Filipina: Ini Laporan Resmi Berakhirnya Operasi Militer di Marawi

Filipina: Ini Laporan Resmi Berakhirnya Operasi Militer di Marawi

FILIPINA (Jurnalislam.com) – Pemerintah Filipina secara resmi mengumumkan berakhirnya pengepungan di selatan kota Marawi, yang mengakhiri lima bulan bentrokan berat terhadap militan terkait kelompok Islamic State (IS) dan membuka jalan menuju pemulihan bagi kota yang tersisa dengan kehancuran senilai lebih dari $ 1 miliar.

Kepala pertahanan Delfin Lorenzana membuat pengumuman tersebut pada hari Senin (23/10/2017), beberapa jam setelah tentara menemukan mayat 42 militan terakhir yang tergabung dalam aliansi bersenjata yang telah berjanji setia kepada IS, Anadolu Agency melaporkan.

“Pasukan keamanan Filipina, dibantu oleh pemerintahnya dan dukungan besar rakyat Filipina telah menggoncang infrastruktur baru dan mengalahkan terorisme di Filipina,” kata Lorenzana.

Dia mengeluarkan komentar tersebut selama pertemuan menteri pertahanan Asosiasi Negara-negara Asia Tenggara (the Association of Southeast Asian Nations-ASEAN) di utara ibukota, Manila.

Lorenzana mengatakan walaupun akhir dari bentrokan “tidak akan memusnahkan ideologi [militan], namun akan menandai pentingnya kerjasama regional dalam perang melawan proliferasi terorisme ” di Filipina dan negara-negara tetangganya di Asia Tenggara.

Siapkan Serangan Terakhir di Marawi, Militer Filipina Minta Bantuan Pejuang Islam Moro

Lebih dari 1.000 kombatan, termasuk militan asing, serta warga sipil tewas dalam pertempuran tersebut, yang juga mengungsikan sebanyak 600.000 orang di dan sekitar Marawi.

Zia Alonto Adiong, gubernur provinsi Lanao del Sur yang memiliki Marawi sebagai ibukotanya, mengatakan bahwa walaupun ribuan pengungsi “bersukacita” dengan kemungkinan pulang ke rumah, mereka seharusnya “tidak melupakan kerja keras dan usaha yang terbentang di depan”.

“Mencapai kemenangan ini bukan berarti akhir dari ancaman.
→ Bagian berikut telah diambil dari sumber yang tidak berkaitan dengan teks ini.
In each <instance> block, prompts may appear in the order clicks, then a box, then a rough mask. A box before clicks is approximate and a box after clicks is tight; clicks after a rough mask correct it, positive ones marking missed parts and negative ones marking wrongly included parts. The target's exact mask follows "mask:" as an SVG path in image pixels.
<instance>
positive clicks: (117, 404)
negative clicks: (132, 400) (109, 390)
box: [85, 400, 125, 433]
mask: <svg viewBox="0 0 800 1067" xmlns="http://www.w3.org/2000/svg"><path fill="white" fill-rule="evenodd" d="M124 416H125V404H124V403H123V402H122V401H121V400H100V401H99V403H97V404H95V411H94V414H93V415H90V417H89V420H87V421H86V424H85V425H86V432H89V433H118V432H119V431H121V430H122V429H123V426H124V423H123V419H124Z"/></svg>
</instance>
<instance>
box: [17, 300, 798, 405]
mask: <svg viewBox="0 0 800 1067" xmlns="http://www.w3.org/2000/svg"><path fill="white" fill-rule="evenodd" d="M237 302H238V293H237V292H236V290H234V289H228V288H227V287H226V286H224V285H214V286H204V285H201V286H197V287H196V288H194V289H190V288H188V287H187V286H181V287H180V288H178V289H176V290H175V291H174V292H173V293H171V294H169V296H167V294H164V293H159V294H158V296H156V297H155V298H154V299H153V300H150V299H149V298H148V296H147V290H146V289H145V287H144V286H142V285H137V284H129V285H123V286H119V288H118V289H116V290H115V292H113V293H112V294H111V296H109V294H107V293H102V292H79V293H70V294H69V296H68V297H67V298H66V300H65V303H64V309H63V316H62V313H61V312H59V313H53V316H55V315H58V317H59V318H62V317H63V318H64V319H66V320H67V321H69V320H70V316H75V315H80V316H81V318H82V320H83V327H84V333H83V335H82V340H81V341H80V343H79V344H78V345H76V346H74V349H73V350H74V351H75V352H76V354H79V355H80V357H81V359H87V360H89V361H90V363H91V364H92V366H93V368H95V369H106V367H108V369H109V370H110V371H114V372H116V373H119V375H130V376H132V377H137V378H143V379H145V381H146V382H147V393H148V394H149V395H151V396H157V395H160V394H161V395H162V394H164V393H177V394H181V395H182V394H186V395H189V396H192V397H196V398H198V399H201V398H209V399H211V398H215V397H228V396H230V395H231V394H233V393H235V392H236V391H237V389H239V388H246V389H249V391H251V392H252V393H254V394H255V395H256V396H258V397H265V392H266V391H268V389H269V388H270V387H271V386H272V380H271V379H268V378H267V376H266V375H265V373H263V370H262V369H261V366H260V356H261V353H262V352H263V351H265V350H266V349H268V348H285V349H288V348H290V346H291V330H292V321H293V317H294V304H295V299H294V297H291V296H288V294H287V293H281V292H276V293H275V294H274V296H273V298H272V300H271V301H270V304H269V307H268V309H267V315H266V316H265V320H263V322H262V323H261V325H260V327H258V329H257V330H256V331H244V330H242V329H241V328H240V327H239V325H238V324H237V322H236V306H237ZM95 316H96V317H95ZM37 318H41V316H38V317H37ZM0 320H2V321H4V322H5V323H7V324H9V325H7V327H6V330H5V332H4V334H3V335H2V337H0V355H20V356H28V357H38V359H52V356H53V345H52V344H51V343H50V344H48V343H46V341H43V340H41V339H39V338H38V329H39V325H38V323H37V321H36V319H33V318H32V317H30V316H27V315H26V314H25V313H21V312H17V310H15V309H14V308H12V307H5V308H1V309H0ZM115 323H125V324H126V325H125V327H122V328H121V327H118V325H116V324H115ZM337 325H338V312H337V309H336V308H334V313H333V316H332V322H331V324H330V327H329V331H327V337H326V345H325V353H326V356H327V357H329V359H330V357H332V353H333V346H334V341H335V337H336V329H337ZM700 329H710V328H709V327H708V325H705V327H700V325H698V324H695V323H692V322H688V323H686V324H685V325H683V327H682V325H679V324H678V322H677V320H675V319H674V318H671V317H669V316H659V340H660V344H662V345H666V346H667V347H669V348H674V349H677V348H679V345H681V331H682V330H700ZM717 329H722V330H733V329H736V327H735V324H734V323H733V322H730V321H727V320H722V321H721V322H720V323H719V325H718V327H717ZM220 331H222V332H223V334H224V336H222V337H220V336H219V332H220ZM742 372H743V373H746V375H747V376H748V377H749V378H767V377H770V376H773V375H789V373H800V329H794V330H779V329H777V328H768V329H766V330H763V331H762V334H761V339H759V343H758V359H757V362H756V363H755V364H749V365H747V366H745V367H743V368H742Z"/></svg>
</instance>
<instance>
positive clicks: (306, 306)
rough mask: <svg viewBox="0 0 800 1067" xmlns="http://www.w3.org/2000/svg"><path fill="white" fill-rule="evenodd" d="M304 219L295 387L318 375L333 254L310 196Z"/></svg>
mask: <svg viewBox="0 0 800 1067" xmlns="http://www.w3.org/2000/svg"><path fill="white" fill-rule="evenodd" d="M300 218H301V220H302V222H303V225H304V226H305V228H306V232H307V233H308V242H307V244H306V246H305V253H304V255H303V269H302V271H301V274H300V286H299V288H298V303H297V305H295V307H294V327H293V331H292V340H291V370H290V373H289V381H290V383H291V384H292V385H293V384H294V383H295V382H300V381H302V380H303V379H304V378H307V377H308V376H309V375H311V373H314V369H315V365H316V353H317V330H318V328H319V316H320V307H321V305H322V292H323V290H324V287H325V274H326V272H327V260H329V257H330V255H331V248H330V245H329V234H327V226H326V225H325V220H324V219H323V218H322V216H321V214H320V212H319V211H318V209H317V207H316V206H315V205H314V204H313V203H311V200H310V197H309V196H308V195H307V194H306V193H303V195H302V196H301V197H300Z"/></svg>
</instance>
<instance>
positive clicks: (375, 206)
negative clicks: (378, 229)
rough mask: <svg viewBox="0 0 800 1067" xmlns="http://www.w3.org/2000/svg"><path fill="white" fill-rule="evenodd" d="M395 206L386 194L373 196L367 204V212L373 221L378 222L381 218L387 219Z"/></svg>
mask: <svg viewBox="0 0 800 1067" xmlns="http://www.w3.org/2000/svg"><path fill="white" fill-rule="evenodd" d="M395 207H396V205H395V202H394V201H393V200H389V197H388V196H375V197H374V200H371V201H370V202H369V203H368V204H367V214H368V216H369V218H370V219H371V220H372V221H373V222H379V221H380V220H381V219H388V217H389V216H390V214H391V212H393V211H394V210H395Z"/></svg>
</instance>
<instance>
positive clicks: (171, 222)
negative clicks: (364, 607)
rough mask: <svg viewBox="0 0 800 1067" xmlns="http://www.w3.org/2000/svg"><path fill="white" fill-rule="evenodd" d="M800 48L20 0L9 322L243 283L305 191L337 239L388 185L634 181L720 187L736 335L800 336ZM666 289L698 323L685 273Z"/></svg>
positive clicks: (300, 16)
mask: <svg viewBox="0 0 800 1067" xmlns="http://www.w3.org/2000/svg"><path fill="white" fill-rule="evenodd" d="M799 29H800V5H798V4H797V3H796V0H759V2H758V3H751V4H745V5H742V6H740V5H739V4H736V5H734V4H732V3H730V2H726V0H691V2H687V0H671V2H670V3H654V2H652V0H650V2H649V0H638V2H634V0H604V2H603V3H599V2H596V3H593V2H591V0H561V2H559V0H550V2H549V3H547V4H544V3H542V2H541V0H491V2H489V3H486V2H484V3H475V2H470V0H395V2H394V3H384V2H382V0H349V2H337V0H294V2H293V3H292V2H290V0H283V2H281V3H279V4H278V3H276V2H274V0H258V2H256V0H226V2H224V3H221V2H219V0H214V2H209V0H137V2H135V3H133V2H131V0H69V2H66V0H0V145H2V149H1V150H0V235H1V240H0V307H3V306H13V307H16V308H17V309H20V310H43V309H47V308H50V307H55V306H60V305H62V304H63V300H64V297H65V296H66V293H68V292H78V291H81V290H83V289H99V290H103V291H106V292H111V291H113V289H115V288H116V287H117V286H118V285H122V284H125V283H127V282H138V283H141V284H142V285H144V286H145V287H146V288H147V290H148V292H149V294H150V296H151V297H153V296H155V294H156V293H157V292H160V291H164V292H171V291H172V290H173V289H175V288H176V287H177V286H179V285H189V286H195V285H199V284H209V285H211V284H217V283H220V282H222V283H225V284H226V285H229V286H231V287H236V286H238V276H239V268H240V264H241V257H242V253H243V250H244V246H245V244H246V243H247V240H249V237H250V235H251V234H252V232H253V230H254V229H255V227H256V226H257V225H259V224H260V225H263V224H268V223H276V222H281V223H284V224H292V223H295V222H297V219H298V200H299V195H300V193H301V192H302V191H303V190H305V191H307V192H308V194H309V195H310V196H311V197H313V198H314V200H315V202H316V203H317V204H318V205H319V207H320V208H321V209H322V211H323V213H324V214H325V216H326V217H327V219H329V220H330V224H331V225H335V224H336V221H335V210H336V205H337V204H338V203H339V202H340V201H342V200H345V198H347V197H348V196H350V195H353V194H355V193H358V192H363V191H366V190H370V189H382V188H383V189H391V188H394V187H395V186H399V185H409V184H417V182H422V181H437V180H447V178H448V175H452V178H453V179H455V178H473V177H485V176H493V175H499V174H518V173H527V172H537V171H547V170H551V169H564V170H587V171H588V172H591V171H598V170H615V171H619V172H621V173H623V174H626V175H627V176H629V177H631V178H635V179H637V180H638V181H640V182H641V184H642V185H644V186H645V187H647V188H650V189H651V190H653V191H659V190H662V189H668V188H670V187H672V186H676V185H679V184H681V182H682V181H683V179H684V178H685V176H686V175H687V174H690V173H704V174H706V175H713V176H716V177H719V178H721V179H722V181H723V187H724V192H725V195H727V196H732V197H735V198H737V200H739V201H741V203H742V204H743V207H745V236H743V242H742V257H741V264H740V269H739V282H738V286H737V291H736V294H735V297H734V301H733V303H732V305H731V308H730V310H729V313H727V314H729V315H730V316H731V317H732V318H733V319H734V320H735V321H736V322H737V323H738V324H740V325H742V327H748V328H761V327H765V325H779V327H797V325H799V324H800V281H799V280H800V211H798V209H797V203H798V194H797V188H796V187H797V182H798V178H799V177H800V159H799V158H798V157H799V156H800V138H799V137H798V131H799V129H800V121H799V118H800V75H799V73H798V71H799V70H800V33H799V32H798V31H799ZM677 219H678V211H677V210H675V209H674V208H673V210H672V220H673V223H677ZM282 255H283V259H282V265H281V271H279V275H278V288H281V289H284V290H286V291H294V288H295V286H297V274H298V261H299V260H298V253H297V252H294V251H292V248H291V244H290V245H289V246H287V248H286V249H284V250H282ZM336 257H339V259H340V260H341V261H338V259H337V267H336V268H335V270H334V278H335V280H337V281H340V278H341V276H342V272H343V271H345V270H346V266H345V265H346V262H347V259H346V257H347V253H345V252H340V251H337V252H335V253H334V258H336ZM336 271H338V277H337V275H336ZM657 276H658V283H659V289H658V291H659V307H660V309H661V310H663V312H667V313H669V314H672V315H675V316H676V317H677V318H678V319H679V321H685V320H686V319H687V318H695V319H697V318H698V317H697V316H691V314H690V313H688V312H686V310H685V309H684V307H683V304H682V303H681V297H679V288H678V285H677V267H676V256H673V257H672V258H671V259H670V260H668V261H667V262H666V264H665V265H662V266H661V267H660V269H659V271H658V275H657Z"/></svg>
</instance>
Hidup tidak pernah terbebas dari bahaya,” katanya dalam sebuah pernyataan kepada media.

“Kita harus menyadari bahwa akhir perang ini hanyalah langkah awal menuju pembangunan perdamaian.”

Pengepungan Marawi dimulai pada tanggal 23 Mei, ketika pasukan Filipina mencoba melaksanakan tugas sesuai surat perintah penangkapan Isnilon Hapilon, pemimpin kelompok bersenjata Abu Sayyaf.

Alih-alih melepaskan senjata mereka, Hapilon dan militannya membentuk aliansi dengan Grup Maute setempat – yang dipimpin oleh Omarkhayam Maute dan saudara laki-lakinya – dan mengambil alih kota yang terletak di dekat Danau Lanao itu.

Perebutan Marawi mendorong Presiden Rodrigo Duterte untuk mengumumkan darurat militer untuk seluruh pulau Mindanao.

Pada saat itu, militer Filipina bersikeras bahwa IS tidak ada di negara tersebut, bertentangan dengan pernyataan Duterte bahwa serangan tersebut “telah lama direncanakan” dan “murni dilakukan IS”.

Juga dilaporkan secara luas bahwa baik Abu Sayyaf maupun militan Maute telah berjanji setia kepada IS.

Ketika konflik dimulai, tentara berjanji untuk mengakhirinya dalam beberapa pekan, dalam sebuah operasi militer yang mencakup serangan udara.

Militer berulang kali menetapkan tenggat waktu dan bentrokan akhirnya berlangsung selama lima bulan – salah satu pemberontakan bersenjata terpanjang yang aktif di negara ini.

Kemudian, pada tanggal 16 Oktober, pasukan pemerintah mencapai sebuah terobosan ketika tentara menyerbu sebuah tempat persembunyian dan membunuh Hapilon dan Maute. Sehari kemudian, Duterte menyatakan bahwa kota “dibebaskan”, walaupun pertempuran sporadis terus berlanjut.